Makergear M2: Filament Guide Tube Friction

While changing to black filament, I measured the force required to pull the (natural PLA) filament through the translucent guide tube arching over the M2’s chassis from the spool to the extruder:

M2 Electronics Case on chassis

Makergear M2 3D Printer with cardboard on build platform

A strike-anywhere kitchen match (bet you can’t buy those any more!) provided more than enough heat to bend the end of the filament into a loop suitable for the pull scale:

M2 - Filament loop for pull test

M2 – Filament loop for pull test

The results:

  • Tube reasonably straight: 0.5 lb = 2.2 N
  • Tube arched to middle of X axis: 1 lb = 4.5 N
  • Tube sharply bent to X axis nearest spool: 1.5 lb = 6.7 N

The force increases slightly while tugging filament off the spool, as the spool does not rotate freely on the printed arm jutting out from the frame, but those numbers are in the right ballpark.

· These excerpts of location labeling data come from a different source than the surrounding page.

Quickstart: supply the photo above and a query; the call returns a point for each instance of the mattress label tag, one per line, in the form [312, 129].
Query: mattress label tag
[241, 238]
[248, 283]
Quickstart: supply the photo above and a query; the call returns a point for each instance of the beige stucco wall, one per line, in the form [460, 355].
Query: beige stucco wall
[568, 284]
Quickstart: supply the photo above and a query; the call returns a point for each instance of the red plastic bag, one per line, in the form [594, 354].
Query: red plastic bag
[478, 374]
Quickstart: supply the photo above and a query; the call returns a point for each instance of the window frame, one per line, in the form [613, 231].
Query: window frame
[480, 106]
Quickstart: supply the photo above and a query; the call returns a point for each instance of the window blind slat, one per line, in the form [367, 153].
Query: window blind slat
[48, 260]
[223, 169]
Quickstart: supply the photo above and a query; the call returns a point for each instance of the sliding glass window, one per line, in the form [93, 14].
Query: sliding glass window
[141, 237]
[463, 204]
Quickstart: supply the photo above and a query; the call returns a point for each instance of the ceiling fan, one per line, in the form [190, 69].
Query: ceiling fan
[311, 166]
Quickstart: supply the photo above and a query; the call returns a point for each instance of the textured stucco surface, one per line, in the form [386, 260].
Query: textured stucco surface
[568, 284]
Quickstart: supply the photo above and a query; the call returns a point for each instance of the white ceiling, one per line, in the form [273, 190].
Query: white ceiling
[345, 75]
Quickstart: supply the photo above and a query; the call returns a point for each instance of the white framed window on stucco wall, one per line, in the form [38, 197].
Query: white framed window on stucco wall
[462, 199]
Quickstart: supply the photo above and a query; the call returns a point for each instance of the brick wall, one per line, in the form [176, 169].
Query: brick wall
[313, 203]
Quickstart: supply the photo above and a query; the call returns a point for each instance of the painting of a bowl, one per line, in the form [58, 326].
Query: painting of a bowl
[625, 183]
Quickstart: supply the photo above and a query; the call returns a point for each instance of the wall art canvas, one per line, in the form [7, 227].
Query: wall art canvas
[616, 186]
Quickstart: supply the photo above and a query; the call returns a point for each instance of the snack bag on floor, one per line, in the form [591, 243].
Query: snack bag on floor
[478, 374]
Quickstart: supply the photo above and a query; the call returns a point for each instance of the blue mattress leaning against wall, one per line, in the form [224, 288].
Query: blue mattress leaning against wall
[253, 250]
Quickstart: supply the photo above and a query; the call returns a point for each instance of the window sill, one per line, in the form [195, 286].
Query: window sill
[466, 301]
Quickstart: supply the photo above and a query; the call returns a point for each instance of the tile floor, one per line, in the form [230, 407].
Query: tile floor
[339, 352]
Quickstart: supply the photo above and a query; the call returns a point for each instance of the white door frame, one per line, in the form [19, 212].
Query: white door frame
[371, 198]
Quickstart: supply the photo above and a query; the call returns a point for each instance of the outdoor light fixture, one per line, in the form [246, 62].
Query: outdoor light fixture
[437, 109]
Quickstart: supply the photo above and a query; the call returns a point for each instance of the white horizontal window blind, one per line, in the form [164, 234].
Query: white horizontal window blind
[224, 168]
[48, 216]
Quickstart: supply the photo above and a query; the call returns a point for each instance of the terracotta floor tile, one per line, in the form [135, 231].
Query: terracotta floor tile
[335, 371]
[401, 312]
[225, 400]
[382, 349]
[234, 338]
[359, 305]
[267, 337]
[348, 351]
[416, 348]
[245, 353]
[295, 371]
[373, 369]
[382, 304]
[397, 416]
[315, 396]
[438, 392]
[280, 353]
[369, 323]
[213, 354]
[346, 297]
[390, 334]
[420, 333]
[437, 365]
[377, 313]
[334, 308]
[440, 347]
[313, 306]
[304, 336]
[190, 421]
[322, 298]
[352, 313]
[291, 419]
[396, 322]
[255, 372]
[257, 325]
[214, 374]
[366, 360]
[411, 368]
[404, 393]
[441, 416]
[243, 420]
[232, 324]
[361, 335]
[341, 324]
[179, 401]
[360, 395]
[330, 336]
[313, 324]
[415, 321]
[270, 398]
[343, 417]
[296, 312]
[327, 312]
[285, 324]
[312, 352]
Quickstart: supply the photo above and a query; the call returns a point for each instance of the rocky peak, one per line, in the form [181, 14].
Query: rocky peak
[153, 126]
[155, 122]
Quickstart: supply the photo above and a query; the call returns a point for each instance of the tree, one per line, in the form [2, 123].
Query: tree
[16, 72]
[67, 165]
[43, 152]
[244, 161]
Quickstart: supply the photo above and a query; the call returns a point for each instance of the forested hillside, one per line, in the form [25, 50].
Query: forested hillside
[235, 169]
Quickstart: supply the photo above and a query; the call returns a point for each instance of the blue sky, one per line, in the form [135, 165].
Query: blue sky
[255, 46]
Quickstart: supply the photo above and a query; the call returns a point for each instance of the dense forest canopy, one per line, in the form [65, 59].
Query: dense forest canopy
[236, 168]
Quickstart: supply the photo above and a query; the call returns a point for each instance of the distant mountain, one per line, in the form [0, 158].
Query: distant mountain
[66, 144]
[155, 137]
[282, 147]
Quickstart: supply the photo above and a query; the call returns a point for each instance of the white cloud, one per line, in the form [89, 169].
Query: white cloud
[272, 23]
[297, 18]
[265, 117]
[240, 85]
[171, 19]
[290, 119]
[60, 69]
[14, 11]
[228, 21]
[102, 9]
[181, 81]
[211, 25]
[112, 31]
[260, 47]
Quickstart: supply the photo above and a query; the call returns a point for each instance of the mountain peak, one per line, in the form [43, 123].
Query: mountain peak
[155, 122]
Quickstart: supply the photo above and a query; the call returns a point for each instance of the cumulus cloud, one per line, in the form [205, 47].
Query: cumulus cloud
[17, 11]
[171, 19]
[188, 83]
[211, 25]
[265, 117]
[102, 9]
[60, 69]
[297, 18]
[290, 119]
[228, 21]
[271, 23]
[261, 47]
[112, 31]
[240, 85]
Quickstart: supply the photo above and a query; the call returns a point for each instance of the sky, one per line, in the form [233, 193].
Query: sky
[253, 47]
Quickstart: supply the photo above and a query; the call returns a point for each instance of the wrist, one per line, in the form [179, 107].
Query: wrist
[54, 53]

The effective diameter of the extruder drive gear is about 11.5 mm, so overcoming the tube friction requires somewhere between 10 and 40 mN·m of torque. That’s applied at the one point in the whole system most likely to show the result of uneven loading, because it directly affects the pressure of the molten plastic behind the nozzle.

That’s considerable motivation to get rid of the filament guide tube…

  1. #1 by polytechnick on 2013-04-24 - 16:10

    That’s considerable motivation to get rid of the filament guide tube…

    It would serve a better purpose if the filament was pushed through the tube by a stationary feeding mechanism, rather than pulled by a one moving with the extruder head.

    • #2 by Ed on 2013-04-24 - 16:22

      That’s what I was thinking

      Extruders seem to work best with the main drive gear directly at the hot end, in order to get rapid retraction. A much smaller drive that unspools the filament and maintains an arch over the extruder, without embossing the filament too severely, should be do-able. That hardware could signal end-of-filament, detect snags, and maybe even measure filament diameter.

      All that will be easier to tinker with under LinuxCNC, because we’ll have more I/O and control.

  2. #3 by Red County Pete on 2013-04-24 - 23:15

    Was giving some thought to dual drive, and the issue I’d worry about is keeping the filament from twisting. The filament guide tube would help with this, but you’d need something to keep acceleration mismatches (between the supply and the extruder) from causing more trouble. Perhaps a springy termination at the hot end? Sounds like re-inventing a bike’s brake system.

    I’ve been working with barbed wire, and its ability to tangle in awkward ways focuses your attention.

    FWIW, any thoughts about moving the spool to the centerline of the of the printer? It would make the tugging forces symmetrical at the two extremes, and could be tried as an interim solution before trying the dual drive. Painful for footprint if mounted at the back, unless you mounted the spool above the printer…

    • #4 by Ed on 2013-04-25 - 11:07

      keeping the filament from twisting

      That turns out to be no problem at all. The spool rotates to dispense the filament, so it doesn’t impart a twist: the filament starts from its natural orientation on the spool and maintains that curve all the way to the extruder.

      That said, the lowest-entropy state of spooled filament is a hairball exactly filling the entire room surrounding it…

      something to keep acceleration mismatches (between the supply and the extruder) from causing more trouble

      The simplest solution seems to be a loop of filament, just like in those old tape drives with vacuum columns.

      moving the spool to the centerline of the of the printer

      The Y axis travel would put the spool way out beyond the existing structure, which would unbalance the chassis pretty badly, and it’d need a tower to get the spool high enough above the chassis for an overhead mount to work. The M2’s arrangement on the end of the X asis travel is just about as good as it gets for a self-contained unit.